Tell Me About Lightning.

I guess it is good advice, but if I stayed inside any time a storm was within 10 miles I would be indoors from noon until sundown every day, all summer long.

That said, I did have lightning strike my fence out of the clear blue sky and start a fire at my old property. My neighbor ran over an helped me put it out, but it was in the pine forest during a drought, and had it gotten out of control it would have been something like the fire in Black Forest last summer.

I moved out of the trees after that.

Oh, and I do not have lightning rods. My barn and house are at the base of a butte, and I have seen lightning strike the top of the butte many times.

Petey-effectiveness of lightning rods depends on installation, and on the specific grounding used for the soil type. Florida is the lightning capitol of the U.S., and there is a university that studies lightning extensively, and they published a report that says the straight ground copper poles don’t work in sandy soil, that a big loop buried is for that type of ground. And badly installed lightning rods are useless. I guess you need to find a real expert.
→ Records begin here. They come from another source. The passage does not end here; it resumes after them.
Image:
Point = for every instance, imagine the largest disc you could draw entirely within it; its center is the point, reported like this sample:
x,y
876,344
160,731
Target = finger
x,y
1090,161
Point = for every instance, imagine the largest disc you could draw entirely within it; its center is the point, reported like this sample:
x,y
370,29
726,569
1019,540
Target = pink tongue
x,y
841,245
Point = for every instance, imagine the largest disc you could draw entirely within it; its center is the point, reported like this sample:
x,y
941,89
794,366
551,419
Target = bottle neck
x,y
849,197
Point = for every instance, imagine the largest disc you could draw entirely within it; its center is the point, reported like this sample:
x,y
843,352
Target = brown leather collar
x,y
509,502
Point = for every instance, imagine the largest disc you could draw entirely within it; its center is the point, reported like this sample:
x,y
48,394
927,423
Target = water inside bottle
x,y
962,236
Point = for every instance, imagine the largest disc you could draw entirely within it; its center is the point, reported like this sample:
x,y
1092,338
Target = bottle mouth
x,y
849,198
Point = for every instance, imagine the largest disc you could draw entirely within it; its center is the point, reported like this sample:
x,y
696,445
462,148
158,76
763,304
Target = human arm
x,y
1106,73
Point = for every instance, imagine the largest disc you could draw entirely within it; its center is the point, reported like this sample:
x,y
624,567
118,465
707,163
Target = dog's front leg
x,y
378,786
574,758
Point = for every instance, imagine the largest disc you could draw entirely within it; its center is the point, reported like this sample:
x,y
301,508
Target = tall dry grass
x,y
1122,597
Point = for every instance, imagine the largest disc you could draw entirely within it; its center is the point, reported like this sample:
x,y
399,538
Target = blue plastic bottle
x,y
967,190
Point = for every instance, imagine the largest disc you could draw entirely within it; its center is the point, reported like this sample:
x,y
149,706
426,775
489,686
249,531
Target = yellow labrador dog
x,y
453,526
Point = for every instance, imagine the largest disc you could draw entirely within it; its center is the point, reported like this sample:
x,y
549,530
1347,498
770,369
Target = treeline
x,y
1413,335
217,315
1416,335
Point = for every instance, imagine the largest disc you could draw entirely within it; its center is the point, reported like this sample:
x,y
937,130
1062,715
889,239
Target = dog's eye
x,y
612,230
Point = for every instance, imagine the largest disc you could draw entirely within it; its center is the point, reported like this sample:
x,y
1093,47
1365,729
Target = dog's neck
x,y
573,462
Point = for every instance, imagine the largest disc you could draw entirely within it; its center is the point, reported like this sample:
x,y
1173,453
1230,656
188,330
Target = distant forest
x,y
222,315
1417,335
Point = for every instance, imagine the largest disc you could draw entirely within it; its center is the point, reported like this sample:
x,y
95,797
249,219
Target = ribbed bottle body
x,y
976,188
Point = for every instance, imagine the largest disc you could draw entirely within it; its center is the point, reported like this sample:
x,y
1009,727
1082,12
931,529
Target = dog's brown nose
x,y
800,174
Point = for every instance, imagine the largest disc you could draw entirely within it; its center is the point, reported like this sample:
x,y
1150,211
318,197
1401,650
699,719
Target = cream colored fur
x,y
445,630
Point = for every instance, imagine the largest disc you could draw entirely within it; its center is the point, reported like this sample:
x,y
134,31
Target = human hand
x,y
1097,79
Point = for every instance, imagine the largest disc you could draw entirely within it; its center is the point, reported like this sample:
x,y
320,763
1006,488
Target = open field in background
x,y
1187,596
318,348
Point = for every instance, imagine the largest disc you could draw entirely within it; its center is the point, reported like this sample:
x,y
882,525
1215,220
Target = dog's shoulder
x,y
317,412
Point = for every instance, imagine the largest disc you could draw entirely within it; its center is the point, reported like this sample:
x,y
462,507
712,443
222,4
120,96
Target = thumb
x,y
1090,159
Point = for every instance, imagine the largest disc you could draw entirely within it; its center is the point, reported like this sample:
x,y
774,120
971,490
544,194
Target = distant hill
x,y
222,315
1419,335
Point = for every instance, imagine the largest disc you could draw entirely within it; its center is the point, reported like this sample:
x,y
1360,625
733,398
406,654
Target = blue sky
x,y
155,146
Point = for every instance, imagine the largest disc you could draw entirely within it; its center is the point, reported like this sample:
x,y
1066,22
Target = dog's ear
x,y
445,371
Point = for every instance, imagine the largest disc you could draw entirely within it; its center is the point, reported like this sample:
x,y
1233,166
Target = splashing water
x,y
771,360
A barn that I boarded my horse at many years ago burned to the grown a couple of years ago from a lightning strike. It did have lightning rods so either they were not properly installed or they simply are not foolproof. The horses that were on night turnout were fine but the horses in the barn all perished.

Somewhere I read lightening rods attached to houses couldn’t contain the voltage of strikes . The recommendation was a free standing lightening pole a certain distance from any building.
I don’t think I can find that reference again though.